Wednesday in Whitewater will be partly sunny with a high of forty-nine. Sunrise is 7:25 AM and sunset 5:51 PM, for 10h 25m 33s of daytime. The moon is a waxing gibbous with 91.4% of its visible disk illuminated.
Today is the one thousand four hundred fiftieth day.
The Whitewater Tech Park Board meets at 8 AM.
On this date in 1892, an exploding oil barrel starts a small fire in Milwaukee’s Third Ward that spreads rapidly and by morning leaves four people dead, 440 buildings destroyed, and more than 1,900 people homeless.
Recommended for reading in full —
Amanda Holpuch reports Trump aide Stephen Miller preparing second-term immigration blitz:
The former homeland security department chief of staff, Miles Taylor, said this wishlist was reserved for the second term because it included policies that were too unpopular for a president seeking re-election.
This comes as no surprise to those who have watched and worried as legal pathways to US immigration shut under Trump, and who wonder not just about for more years of him as president, but also of four more years with Miller at his side.
The 35-year-old has managed to keep his position as a senior adviser to the president after being outed for having an affinity for white nationalism and becoming synonymous with unpopular Trump administration policies such as family separation – when thousands of children were taken away from their parents at the southern border to deter would-be migrants. Three years later, more than 500 kids are still yet to be reunited with their parents.

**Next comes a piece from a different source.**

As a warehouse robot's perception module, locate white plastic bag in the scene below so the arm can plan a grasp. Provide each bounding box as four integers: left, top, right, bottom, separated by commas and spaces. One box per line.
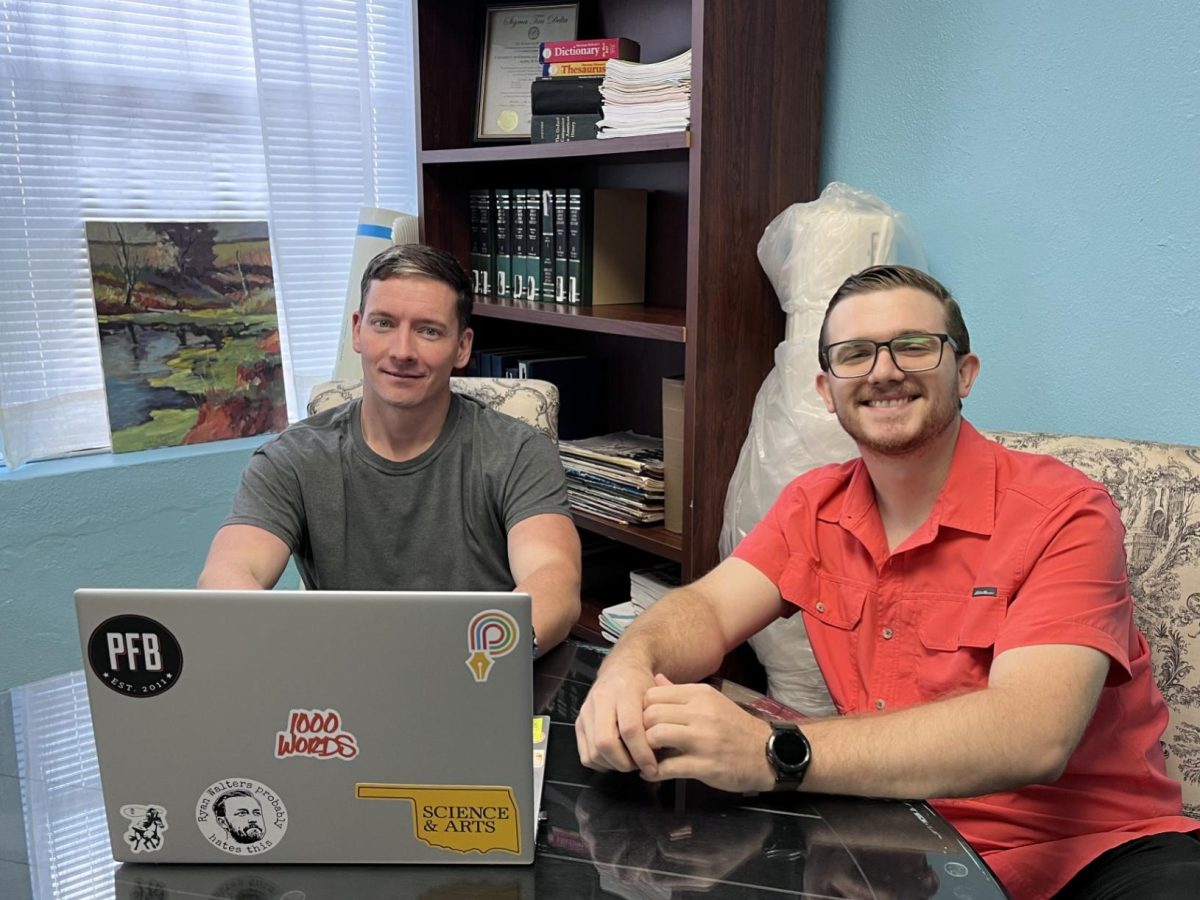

Jean Guerrero, author of the Miller biography Hatemonger, told the Guardian: “There’s a number of things they have been cautious about because of the legal and political risks in the first term and I think that in a second term you would see Stephen Miller get much freer rein when it comes to his wishlist of items.”
Those items are expected to include attempting to eliminate birthright citizenship, making the US citizenship test more difficult to pass, ending the program which protects people from deportation when there is a crisis is their country (Temporary Protected Status) and slashing refugee admissions even further, to zero.
David Enrich, Russ Buettner, Mike McIntire, and Susanne Craig report How Trump Maneuvered His Way Out of Trouble in Chicago:
The president’s federal income tax records, obtained by The New York Times, show for the first time that, since 2010, his lenders have forgiven about $287 million in debt that he failed to repay. The vast majority was related to the Chicago project.
How Mr. Trump found trouble in Chicago, and maneuvered his way out of it, is a case study in doing business the Trump way.
When the project encountered problems, he tried to walk away from his huge debts. For most individuals or businesses, that would have been a recipe for ruin. But tax-return data, other records and interviews show that rather than warring with a notoriously litigious and headline-seeking client, lenders cut Mr. Trump slack — exactly what he seemed to have been counting on.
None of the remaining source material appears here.